Lastly, we need to add the function get_new_graph.

Thank you,

1 Like

Hi @adamschroeder, thanks for the feedback and spotting those!

I’ll add in the missing imports and fix that error as those are not intentional and an oversight on my behalf. However the get_new_graph function is deliberately ambiguous to simply show that “something” is done. The actual function behind the scenes is messy and I believe it will muddy the waters for what the actual package does. My intention with that example is to provide something to demonstrate the spinners working whilst the component is loading, rather than provide a complete working program.

I will add a comment in the documentation to that effect. I don’t want to replace it with a simple sleep function as I found when I was trying to work out how the loaders worked, that just confused me, and I didn’t make the connection.

Thanks!

1 Like

Hello,

Have been really enjoying using many of these on my dashboard.

2 Questions for you /anyone who can answer,

1)Full screen option of the dls spinner gives white background. My whole dashboard is very dark. Is there a way to changing it to, black? If so, please send a simple code example.

  1. when using dls spinners for single charts, animation is very smooth. For subplots or for multiple charts it chitters quite a lot (so the pacman for example looks like he is having a fit :)) I tried the delay offset parameter at the end however it does not completely fix the issue

Hello @Drxdre! I’m really glad to hear that you are enjoying using the spinners.

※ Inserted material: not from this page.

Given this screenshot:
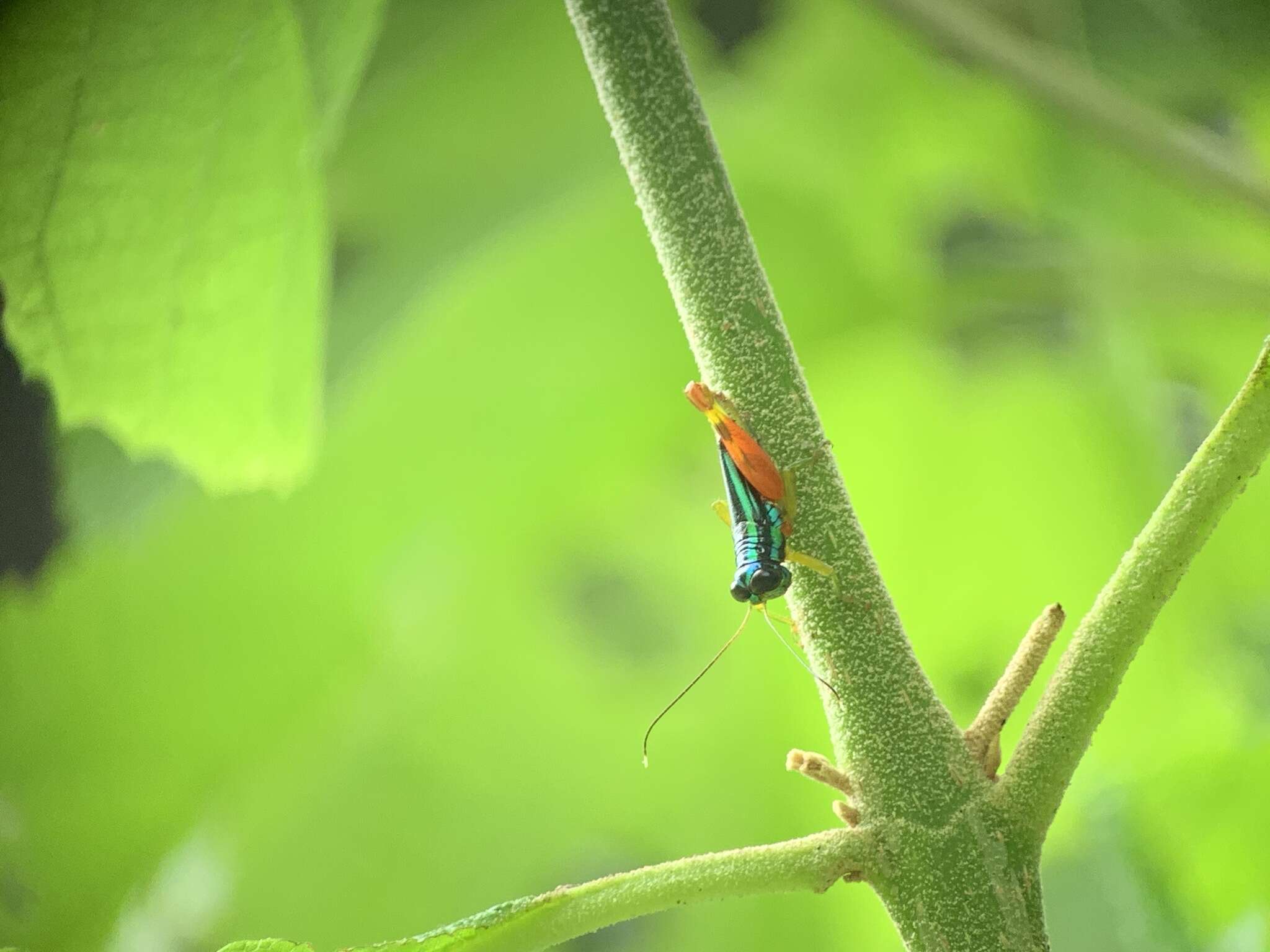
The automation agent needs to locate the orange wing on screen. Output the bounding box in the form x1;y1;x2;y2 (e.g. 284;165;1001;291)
683;381;785;503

  1. With regards to your question on the full screen usage, you can control how the full screen container appears by making use of the following properties:
  • fullscreenClassName (string; optional): CSS class names to apply to the container when in fullscreen.
  • fullscreen_style (dict; optional): Defines CSS styles for the container when in fullscreen.

This means that you could pass in a bootstrap class (if you were using bootstrap) by passing in the parameter fullscreenClassName=“bg-dark”. Alternatively, if you are using just inline CSS, you could do something like fullscreen_style={“backgroundColor”: “black”}.

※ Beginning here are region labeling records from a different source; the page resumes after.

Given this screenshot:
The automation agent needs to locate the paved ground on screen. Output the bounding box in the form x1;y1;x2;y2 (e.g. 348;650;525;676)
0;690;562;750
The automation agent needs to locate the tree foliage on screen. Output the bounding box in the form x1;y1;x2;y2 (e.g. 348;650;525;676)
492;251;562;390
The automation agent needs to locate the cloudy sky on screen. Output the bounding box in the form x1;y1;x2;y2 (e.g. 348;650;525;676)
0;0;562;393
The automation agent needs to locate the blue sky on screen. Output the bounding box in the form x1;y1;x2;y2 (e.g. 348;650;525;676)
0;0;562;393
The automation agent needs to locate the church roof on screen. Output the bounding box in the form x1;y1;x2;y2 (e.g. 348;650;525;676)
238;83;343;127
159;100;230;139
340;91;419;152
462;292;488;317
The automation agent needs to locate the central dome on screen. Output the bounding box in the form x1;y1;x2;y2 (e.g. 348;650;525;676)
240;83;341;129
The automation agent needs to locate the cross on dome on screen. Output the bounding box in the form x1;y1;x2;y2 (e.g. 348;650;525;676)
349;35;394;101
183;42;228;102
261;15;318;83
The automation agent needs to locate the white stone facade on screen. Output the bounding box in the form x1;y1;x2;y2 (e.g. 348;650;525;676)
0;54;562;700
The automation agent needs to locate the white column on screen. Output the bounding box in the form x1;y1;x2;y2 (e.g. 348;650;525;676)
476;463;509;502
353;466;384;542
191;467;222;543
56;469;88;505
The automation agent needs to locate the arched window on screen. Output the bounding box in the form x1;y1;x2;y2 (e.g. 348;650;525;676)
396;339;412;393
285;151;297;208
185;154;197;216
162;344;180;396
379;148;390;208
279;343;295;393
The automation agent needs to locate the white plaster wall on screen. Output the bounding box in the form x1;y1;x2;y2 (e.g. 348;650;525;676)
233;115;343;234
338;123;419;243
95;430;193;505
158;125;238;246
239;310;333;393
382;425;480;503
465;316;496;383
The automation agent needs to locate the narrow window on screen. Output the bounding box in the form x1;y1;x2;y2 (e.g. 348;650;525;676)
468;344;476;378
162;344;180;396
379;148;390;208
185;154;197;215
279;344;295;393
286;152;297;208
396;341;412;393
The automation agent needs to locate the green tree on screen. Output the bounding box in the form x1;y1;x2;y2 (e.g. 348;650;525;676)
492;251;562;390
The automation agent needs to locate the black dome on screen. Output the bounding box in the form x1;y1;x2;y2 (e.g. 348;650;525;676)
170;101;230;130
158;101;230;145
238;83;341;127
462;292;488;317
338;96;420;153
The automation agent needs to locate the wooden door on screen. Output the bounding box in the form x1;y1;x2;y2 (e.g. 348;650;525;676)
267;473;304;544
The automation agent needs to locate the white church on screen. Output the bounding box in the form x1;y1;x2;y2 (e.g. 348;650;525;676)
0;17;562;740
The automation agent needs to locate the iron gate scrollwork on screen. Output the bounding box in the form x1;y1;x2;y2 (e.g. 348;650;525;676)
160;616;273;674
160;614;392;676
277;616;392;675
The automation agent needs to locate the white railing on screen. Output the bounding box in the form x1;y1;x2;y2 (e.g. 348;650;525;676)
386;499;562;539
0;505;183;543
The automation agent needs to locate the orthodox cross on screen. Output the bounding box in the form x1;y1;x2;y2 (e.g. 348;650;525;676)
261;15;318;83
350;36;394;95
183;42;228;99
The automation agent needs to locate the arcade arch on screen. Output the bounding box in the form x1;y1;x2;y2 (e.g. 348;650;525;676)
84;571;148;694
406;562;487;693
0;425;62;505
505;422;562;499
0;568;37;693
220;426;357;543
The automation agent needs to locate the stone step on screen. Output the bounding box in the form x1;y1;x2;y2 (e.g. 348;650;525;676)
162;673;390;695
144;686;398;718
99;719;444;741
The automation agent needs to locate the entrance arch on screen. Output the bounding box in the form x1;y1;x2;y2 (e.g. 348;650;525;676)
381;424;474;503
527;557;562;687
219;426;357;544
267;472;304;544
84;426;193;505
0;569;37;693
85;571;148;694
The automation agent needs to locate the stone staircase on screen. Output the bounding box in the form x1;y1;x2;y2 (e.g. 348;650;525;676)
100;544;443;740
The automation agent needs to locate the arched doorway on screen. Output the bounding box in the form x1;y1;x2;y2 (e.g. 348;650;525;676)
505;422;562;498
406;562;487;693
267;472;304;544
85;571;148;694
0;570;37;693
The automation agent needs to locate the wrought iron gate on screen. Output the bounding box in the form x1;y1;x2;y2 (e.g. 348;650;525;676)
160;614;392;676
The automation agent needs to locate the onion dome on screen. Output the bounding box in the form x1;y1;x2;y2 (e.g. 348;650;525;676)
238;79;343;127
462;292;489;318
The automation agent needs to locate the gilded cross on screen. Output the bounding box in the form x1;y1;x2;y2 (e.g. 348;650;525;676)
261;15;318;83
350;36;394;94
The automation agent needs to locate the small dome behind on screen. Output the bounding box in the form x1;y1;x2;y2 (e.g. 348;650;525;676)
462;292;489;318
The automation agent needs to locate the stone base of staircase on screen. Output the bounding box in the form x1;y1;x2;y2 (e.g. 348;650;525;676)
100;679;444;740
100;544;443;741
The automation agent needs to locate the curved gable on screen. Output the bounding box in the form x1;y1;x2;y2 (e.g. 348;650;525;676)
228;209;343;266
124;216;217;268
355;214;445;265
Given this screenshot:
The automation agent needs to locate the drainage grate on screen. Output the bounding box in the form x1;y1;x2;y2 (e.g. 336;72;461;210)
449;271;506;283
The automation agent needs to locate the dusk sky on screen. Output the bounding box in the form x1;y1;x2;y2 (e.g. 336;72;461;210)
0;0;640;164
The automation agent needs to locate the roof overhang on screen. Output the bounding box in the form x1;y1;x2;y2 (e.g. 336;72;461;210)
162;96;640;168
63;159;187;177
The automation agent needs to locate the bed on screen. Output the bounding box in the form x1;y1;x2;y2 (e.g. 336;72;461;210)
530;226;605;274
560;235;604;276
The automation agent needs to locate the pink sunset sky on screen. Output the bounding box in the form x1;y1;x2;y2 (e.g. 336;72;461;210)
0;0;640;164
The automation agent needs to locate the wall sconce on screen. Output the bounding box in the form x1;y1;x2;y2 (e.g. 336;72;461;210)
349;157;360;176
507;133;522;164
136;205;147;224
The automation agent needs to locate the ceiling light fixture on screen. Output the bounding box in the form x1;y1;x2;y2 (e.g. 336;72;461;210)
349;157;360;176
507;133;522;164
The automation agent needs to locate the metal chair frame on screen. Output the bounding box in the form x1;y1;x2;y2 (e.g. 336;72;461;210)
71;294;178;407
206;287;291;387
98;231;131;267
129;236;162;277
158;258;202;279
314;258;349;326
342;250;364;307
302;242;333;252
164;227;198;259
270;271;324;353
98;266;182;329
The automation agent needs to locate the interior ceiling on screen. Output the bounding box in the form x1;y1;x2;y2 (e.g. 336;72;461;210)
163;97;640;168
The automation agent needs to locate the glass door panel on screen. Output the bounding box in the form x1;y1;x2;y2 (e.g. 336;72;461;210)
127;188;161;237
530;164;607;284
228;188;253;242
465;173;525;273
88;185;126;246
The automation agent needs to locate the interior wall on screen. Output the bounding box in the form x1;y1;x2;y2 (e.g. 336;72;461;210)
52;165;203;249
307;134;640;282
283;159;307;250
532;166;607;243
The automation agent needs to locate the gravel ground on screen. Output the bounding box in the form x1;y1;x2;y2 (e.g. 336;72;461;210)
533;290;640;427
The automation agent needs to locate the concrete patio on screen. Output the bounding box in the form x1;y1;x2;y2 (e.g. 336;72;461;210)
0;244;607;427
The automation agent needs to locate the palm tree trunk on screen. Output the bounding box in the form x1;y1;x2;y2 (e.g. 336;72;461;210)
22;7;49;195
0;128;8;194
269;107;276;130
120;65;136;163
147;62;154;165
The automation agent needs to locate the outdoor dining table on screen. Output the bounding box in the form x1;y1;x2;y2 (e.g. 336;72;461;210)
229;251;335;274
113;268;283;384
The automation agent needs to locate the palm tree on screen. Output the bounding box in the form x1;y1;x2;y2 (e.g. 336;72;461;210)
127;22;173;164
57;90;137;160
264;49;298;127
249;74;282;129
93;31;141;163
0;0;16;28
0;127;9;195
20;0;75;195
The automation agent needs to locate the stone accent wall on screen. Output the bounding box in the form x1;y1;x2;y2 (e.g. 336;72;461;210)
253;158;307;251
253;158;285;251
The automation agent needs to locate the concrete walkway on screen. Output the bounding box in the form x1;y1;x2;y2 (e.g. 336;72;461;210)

  1. When you say you’ve used the time delay, do you mean the debounce property? Can you see if the behaviour still occurs if you swap out the spinner for the dcc.Loading component to check that it’s definitely related to this library and not how dash works with them? If you don’t see the same effect with the Loading component, please can you raise an issue in the dls GitHub repo with a minimal example to demonstrate the issue?

Thanks!

2 Likes

Thank you so much for such a quick and detailed reply.

Changed the full screen color, my mistake for not reading the documentation properly.

Regarding 2), Struggling to reproduce the jitters in an isolated page, so will take down the prod dashboard on a quiet day and test the dcc or dbc spinners instead. Will reply again to confirm in a few days!

@Drxdre,

A thing to keep in mind, the spinners will run based upon the client’s browser and computer. If it is a difficult image to render and there are a lot, it will slow down how fast it can run.

Hello, @glsdown
Thank you for the great component!!!

I am using ThemeSwitchAIO to switch bootstrap themes.
Can I use css variables for fullscreen_style?